Something I have been meaning to read properly and still haven't been able to do more than dip in and out of has been Emma Southon's A Fatal Thing Happened on the Way to the Forum, a book on murder (and crime more generally) in ancient Rome. Truly fascinating, and radically changes the way I look at Rome. Yes, they had laws, yes, they had judges and even lawyers. HOWEVER, what the system was really about was wealthy, land owning families securing their own wealth and power. I won't get lost in the details here, but you would likely find it very relevant to a lot going on in the world today. If you have any interest in Roman history, it's very approachable.

On the pile of things I haven't gotten to are Healy's The Blazing World, a history of Revolutionary England (Something I know a bit about, and it's one of the most fascinating and consequential periods of world history,) and the new Dalrymple. Dalrymple's The Anarchy fundimentally changed the way I understood the development of the British Empire, and I considered myself well read on the subject. He is a real scholar on India, so The Golden Road, talking about India's parallel to the Silk Road, will no doubt be excellent.

Something that I have spent a fair amount of time reading, and I won't be naming names since I intend to be somewhat unkind, is lousy Chinese webnovels. Not the good stuff, I specifically sought out the MTL crap, the choice selections of the Poison Tasters over on the Martial Memes subreddit. Some fun things slipped through. I can only acknowledge my weakness. But most of it was dreck. So why do it?

When a new meta hits, it's because one person had a good idea and everyone rushed to copy them. Doesn't mean it was good enough to build a whole long story off of, but it was enough to write something, and it's usually worth checking out and making a note of in case I want to riff on it later. For a lot of it, no. No I will not be stealing it. But in a honest-to-Quidan "Isekai'ed into the body of a loser in a cultivation world but I have a system and my childhood sweetheart is the reincarnation of a heavenly empress" dumpster fire of a setting, I did find some great charicter moments, decent wordplay, and more actual laughs than I have had in any other book in a long while. It's not particularly well written, the charicters aren't memorable, the setting is vague to the point of being almost insulting, but it was fun.

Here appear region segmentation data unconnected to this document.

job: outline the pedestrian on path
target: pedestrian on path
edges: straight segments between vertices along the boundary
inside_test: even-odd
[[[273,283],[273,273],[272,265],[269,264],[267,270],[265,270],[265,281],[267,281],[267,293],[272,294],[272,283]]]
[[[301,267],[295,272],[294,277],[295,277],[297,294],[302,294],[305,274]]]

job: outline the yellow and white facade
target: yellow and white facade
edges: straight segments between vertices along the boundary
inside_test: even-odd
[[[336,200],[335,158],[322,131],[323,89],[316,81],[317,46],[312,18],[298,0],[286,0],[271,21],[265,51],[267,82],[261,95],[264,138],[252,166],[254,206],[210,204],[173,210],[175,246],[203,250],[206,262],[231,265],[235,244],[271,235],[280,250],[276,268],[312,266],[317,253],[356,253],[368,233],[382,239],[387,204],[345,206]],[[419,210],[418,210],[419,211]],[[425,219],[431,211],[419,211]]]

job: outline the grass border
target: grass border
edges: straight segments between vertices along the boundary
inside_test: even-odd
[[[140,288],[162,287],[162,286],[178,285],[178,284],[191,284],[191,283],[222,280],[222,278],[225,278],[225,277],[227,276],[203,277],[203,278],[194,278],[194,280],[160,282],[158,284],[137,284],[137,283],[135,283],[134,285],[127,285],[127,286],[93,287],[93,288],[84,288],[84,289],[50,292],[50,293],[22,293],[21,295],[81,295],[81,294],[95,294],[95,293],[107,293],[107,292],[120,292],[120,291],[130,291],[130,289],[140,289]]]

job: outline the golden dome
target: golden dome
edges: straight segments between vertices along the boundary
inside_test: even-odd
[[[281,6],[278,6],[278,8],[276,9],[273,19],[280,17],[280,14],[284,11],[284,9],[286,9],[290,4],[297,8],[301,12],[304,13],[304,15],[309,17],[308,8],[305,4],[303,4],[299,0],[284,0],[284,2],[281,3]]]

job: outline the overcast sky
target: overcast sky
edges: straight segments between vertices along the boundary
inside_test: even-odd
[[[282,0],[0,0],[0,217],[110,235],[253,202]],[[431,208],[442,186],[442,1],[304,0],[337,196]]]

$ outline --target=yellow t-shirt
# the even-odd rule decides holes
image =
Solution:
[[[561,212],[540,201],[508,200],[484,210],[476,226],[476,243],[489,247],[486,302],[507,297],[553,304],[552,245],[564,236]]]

Then the anxiety of not writing overwhelmed me and I dove back into making edits to what I had written for Vol. 5. Massive edits. I am SERIOUSLY thankful that I took the time to rest my brain and rewrite big chunks of this, because JFC, it was not right before. I will keep rewriting sections right up until they launch, I suspect. A whole hell of a lot of exposition can be cut away without much loss, but that's a minor matter. Much more important was charicters acting like they had functional brains, their seniors acting like they, too, have functional brains, ensuring that the people who acted like assholes did it for a reason, and people who didn't have a reason to be pricks, werent.

It was a lot. Vol 5 picks up on Monday at the usual time. Thank you very much for sticking around and reading my books. I really appreaciate it, and you. This is the job I love, and I feel immensely blessed that I get to do it full time thanks to my Patrons.

-Warby

Comments

The vase is a lamp, these days. I don't know it's origins, my mom owned it before me, and I don't think she remembers where she got it either. Still, it fits my desk well.

Nonnyor Business

You have good taste in ceramics. Sadly, you have hidden your ring vase. Did you worry that you shouldn’t show the whole thing because it had no flowers? I hope it does, and that you just had trouble getting a good picture. That is a very fine handmade teapot; I sense that Tian approves of it.

JKlarinet

Jesse’s tea house, I knew you must have been following him!

ST

Master Splinter had to learn before he could teach

ioajfidsnmfomds77

Taking a moment to acknowledge xanxia pizza rat tea cup, that's amazing.